The present invention relates to an aluminum-chromium alloy suitable for forming an electrode, a circuit or the like, a method for its production, and as its applications, an electrode, a composite material, particularly a ceramic heater, and a diesel particulate filter.
An electric heater or the like is usually designed so that power source terminals are connected to both terminals of its heating element so that the heating element is heated by conducting electric current. Accordingly, for a ceramic heater, it becomes necessary to form on the ceramic material electrodes for connecting to the power source terminals. Heretofore, for electrodes for a ceramic heater made of silicon carbide or molybdenum disilicide, a conductive material such as aluminum, nickel, copper or an alloy thereof, has been used. However, such a conductive material has a problem that it is readily oxidized under a high temperature oxidizing atmosphere. For example, if electrodes are formed by such a conductive material on ceramics, and an electric current is conducted to ceramics while pressing power source terminals to the formed electrodes, the electrode surface will be oxidized, and the contact resistance will increase, thus leading to a problem such as local heat generation or impairment of electrical conduction.
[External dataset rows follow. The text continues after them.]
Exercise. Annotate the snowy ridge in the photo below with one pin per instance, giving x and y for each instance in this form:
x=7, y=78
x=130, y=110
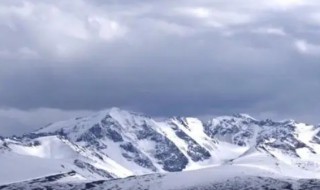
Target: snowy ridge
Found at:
x=116, y=144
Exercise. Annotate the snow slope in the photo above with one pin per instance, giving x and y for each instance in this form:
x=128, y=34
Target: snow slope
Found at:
x=116, y=144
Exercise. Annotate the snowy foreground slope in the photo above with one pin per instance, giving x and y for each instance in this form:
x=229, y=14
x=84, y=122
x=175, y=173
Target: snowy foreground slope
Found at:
x=116, y=149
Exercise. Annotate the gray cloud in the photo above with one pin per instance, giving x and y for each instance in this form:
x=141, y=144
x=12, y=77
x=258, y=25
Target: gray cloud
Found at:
x=164, y=58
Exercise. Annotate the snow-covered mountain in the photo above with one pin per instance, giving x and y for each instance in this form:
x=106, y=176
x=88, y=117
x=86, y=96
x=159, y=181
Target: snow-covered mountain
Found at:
x=115, y=144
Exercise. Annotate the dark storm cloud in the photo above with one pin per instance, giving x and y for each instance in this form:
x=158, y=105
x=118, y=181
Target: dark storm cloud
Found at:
x=164, y=58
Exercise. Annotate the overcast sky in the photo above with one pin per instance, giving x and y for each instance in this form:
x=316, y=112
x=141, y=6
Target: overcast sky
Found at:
x=62, y=59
Therefore, it has been necessary to separate the electrode portions from the heat generating portion by means of a heat insulating material and to cool them so that the temperature of the electrode portions will be at most 400°C during their use, and there has been a substantial restriction to the manner in which the heater is used.
As one type of applications of a composite material having electrodes formed on ceramics, an electrically heating type diesel particulate filter (hereinafter referred to as "DPF") may be mentioned. With DPF, if combustible fine particles contained in an exhaust gas of a diesel engine are collected by the porous wall of DPF, the pressure loss will increase, and the collecting efficiency will decrease. Therefore, it is necessary to regenerate DPF by removing the collected and deposited combustible fine particles periodically. For such regeneration, DPF itself is used as a heater and electrically heated to burn off the combustible fine particles.
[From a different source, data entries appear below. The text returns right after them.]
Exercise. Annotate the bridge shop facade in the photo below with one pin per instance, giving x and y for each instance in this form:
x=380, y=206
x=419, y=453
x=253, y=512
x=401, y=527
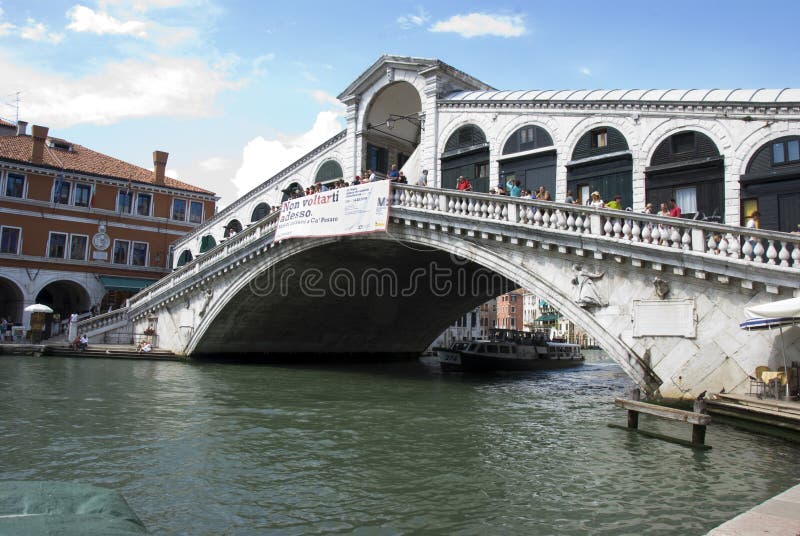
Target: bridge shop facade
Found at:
x=722, y=154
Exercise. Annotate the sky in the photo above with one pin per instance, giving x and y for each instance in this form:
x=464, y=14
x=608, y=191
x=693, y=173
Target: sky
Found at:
x=235, y=91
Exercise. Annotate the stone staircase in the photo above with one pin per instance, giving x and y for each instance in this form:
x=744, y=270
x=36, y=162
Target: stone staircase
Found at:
x=110, y=352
DPF is placed in its entirety including the portions at which electrodes are formed, in a heat insulating tube, and it is exposed to a high temperature exhaust gas during collecting of the combustible fine particles. Besides, the internal temperature of DPF will be as high as at least 900°C due to combustion of the combustible fine particles during regeneration. Accordingly, the electrodes to be formed on DPF are required to have sufficient durability in an oxidizing atmosphere of at least 900°C. Further, it is subjected to heat history due to repeated operations of collecting and regeneration, and the electrodes are required to have excellent thermal shock resistance. As heat resistant materials having electrical conductivity, a heat resistant steel represented by SUS-310, a nickel-base heat resistant alloy, a cobalt-base heat resistant alloy, a M-Cr-Al alloy (M = Fe, Ni) (JP-A-54-74811) and a M-Cr-Al-Y alloy (M=Fe, Ni, Co, Ni-Co) (JP-A-61-106763) have heretofore been known. From the viewpoint of structural materials, it has been common with these materials to form an oxide layer on their surface and use it as a protecting film to prevent progress of oxidation and thereby to prevent peeling of scales or deterioration of the high temperature strength. However, these materials will be oxidized at a temperature of from 600 to 800°C, whereby their surface portions will be electrically insulated and can not be used as electrodes for DPF.
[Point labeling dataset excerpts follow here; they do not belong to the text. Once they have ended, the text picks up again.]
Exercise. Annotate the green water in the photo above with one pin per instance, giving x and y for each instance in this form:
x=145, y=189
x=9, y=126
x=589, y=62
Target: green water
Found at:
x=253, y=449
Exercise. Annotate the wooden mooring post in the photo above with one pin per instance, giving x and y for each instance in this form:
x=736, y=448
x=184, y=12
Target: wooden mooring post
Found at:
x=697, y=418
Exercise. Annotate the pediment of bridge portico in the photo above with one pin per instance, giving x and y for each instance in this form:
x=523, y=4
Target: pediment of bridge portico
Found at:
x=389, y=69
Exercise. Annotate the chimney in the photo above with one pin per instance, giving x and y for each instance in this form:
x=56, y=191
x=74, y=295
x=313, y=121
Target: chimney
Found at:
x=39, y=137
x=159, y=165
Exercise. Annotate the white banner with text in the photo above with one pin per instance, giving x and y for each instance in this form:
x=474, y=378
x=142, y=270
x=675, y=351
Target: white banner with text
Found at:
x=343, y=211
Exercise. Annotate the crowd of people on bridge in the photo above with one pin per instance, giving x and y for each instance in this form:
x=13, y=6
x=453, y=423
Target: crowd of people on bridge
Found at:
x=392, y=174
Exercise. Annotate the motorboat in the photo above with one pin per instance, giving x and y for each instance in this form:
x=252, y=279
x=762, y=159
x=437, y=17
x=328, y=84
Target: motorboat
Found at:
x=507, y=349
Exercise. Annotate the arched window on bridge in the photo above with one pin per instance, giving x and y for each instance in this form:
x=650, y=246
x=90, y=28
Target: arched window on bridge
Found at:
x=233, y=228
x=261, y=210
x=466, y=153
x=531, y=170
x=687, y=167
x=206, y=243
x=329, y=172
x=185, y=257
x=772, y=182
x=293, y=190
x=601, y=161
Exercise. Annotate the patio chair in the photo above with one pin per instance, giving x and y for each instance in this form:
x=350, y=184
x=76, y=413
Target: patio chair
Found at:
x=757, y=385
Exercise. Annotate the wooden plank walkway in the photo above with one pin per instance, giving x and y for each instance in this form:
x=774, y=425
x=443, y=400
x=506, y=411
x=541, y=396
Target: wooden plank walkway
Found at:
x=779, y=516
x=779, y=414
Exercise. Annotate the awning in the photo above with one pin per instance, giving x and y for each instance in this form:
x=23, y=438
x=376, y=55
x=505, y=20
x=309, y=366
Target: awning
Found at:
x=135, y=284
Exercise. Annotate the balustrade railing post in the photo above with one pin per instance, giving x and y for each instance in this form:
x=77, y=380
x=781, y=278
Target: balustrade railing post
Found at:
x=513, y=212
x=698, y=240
Whereas, a TiAl intermetallic compound has a small specific gravity and is excellent in the high temperature strength and oxidation resistance, and it has attracted an attention as a heat resistant material. However, its practically useful temperature is at most 700°C. Therefore, it has been proposed to improve the oxidation resistance by forming a TiAl₃ coating layer on the TiAl surface (JP-A-1-111858). Also in this case, oxidation of the surface layer is not negligible at a temperature of 800°C or higher, and it can hardly be regarded as having adequate oxidation resistance. Further, TiAl or TiAl₃ is brittle as compared with a usual metal or alloy and is poor in ductility. Therefore, in complexing with ceramics, it also has a problem from the viewpoint of the thermal shock resistance. Further, such a material is rather difficult to process, and titanium is very active. Therefore, as its forming method, it has been common to employ a method of thermal spraying under reduced pressure or in a non-oxidizing atmosphere. This method has a merit in that an intermetallic compound having little pores can be constantly formed. On the other hand, it has a demerit that the costs tend to be high as the number of steps increases, for example, due to the pressure-reducing operation or due to the necessity of an installation such as a chamber.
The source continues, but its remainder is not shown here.